Vor 30 Jahren wurde mir anlässlich meines eben erschienenen Romans "Auditorium panopticum" von einem zeitgeisterweckten Kritiker vorgeworfen: Hätte ich mich aktiv am Widerstand gegen das DDR-Regime beteiligt, hätte ich den Roman nicht schreiben brauchen. Im Falle einer klaren öffentlichen Ansage, nämlich dass die DDR nichts als ein totalitärer Unrechtstaat gewesen sei, müsse man nicht auf 300 Seiten mein angestrengtes, das heißt: aus- und um die Ecke gedachtes Zeug lesen.
Ohnehin hätte Volkes Zorn durch Volkes Mund verkündet: Komplizierte Kunst kann weg, weil sie nicht das Leben ist. Ergo: diese Künstler lügen. Überhaupt: was braucht der konsumierende Fleißbürger intellektuelle Klugscheißer, grüblerische Miesmacher und chaotische Weltversteher? Farbe bekennen! lautet das Schlagwort. Es lebe die eine, einfache Wahrheit. Das ist schwarz. Das ist weiß. Das ist böse. Das ist gut. Punkt. Schluss. Schnauze. Wer dazwischen redet, dem gehört auf dieselbe gehauen.

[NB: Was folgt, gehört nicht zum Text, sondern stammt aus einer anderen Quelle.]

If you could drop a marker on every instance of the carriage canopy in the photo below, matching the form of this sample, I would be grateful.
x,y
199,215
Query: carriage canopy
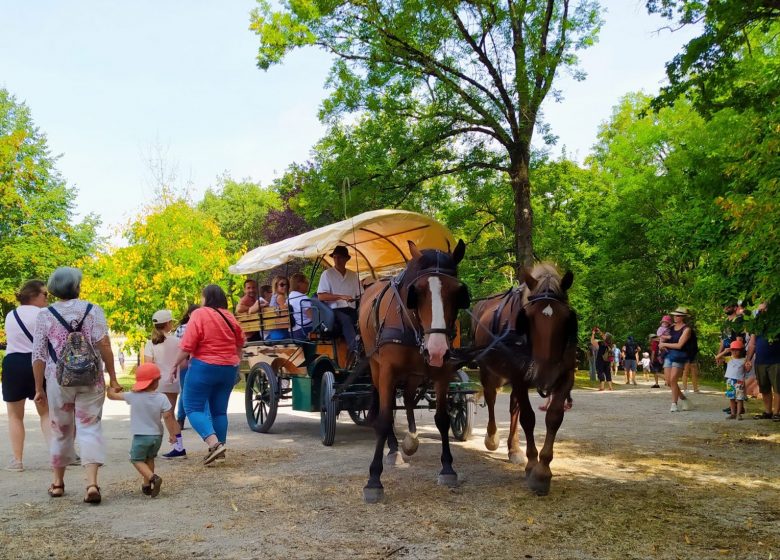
x,y
377,241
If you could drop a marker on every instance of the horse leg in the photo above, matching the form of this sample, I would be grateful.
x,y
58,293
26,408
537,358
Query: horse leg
x,y
383,427
490,389
513,441
538,479
528,422
447,475
411,443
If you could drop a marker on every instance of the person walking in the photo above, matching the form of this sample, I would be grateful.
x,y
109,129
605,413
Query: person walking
x,y
676,357
213,342
162,350
181,415
18,378
72,406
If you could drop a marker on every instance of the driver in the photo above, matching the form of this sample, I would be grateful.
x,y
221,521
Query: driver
x,y
338,288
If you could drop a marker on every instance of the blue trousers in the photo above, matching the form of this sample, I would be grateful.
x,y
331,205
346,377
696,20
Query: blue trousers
x,y
212,384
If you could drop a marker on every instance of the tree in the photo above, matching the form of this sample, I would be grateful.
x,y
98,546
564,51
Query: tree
x,y
469,77
172,252
38,231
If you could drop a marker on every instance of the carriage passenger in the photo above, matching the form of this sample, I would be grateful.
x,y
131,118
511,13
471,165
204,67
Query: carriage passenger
x,y
339,288
300,304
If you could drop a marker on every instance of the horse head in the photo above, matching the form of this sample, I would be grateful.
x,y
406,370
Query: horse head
x,y
434,295
551,323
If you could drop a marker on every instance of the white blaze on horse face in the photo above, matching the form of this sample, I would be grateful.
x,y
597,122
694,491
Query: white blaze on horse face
x,y
436,344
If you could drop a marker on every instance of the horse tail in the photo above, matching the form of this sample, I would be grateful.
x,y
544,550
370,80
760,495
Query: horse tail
x,y
373,409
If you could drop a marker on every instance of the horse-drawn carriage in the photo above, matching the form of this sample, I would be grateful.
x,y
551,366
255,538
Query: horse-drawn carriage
x,y
317,372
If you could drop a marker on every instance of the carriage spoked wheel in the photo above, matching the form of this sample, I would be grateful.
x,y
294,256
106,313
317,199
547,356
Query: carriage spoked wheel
x,y
261,397
328,410
462,408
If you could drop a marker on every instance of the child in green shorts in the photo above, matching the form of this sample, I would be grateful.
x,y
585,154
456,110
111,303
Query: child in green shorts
x,y
147,408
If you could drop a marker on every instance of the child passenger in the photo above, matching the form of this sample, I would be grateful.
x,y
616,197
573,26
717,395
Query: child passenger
x,y
147,407
735,379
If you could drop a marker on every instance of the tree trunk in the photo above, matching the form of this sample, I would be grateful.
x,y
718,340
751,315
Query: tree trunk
x,y
521,187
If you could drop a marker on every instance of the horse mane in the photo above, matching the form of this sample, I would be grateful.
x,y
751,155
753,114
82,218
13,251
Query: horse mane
x,y
549,283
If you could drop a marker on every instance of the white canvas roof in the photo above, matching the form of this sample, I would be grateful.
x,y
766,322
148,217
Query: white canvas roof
x,y
377,241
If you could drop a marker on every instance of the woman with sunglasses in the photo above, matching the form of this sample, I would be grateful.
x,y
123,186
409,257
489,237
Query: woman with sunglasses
x,y
279,303
18,379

Meinungsformeln sind unterkomplex

Es ist heute kaum anders. Bemühungen zu erklären, dass ein Zeitalter, eine Gesellschaft, eine Biografie, ein Kunstwerk oder Quergedachtes niemals auf eine Meinungsformel zu bringen sind, scheitern oft. Viele wollen gar nicht offen, sachlich, kritisch, tolerant diskutieren, einander zuhören, sich bilden, dialektisch denken, neu erkennen, abwägen, abwarten, zweifeln, fragen.
Womöglich ist ein Grund für diese geistige Faulheit die immerdar währende Sehnsucht nach schnellen, einfachen Lösungen für schwer durchschaubare Probleme. Mit Parolen, Floskeln und Kampfbegriffen ist man gruppenkompatibel und scheint abgesichert. Oder man hofft, mit narzisstischer Verve in den World-Web-Medien sein verkümmertes Ego sichtbar machen zu können. Davon ist keine Gesellschaftsschicht ausgenommen.
Über heutige Debattenkultur wird viel diskutiert, weil sie polarisiert. Rechte und Linke, Pöbelei und Political Correctness, Enthemmung und Verklemmung, Mordlust und Tugendhaftigkeit, Shit- und Candystorm. Je stärker die Polarisierung, desto größer wird der Druck auf Menschen, die nicht bereit sind, sofort einem hochgeflaggten Bekenntnis zu folgen, sei es noch so hehr und moralisch integer. Dass sie behaupten, man sollte die Dinge ausführlich betrachten, weil sie ambivalent sind und keine simple Antwort bereithalten, macht sie verdächtig. Entziehen sie sich dem flotten Bekenntnis für oder gegen etwas, werden sie feige oder opportunistisch gescholten. Umgekehrt: im Moment, wo jemand "Farbe bekennt", ist er Teil der Polarisierung geworden.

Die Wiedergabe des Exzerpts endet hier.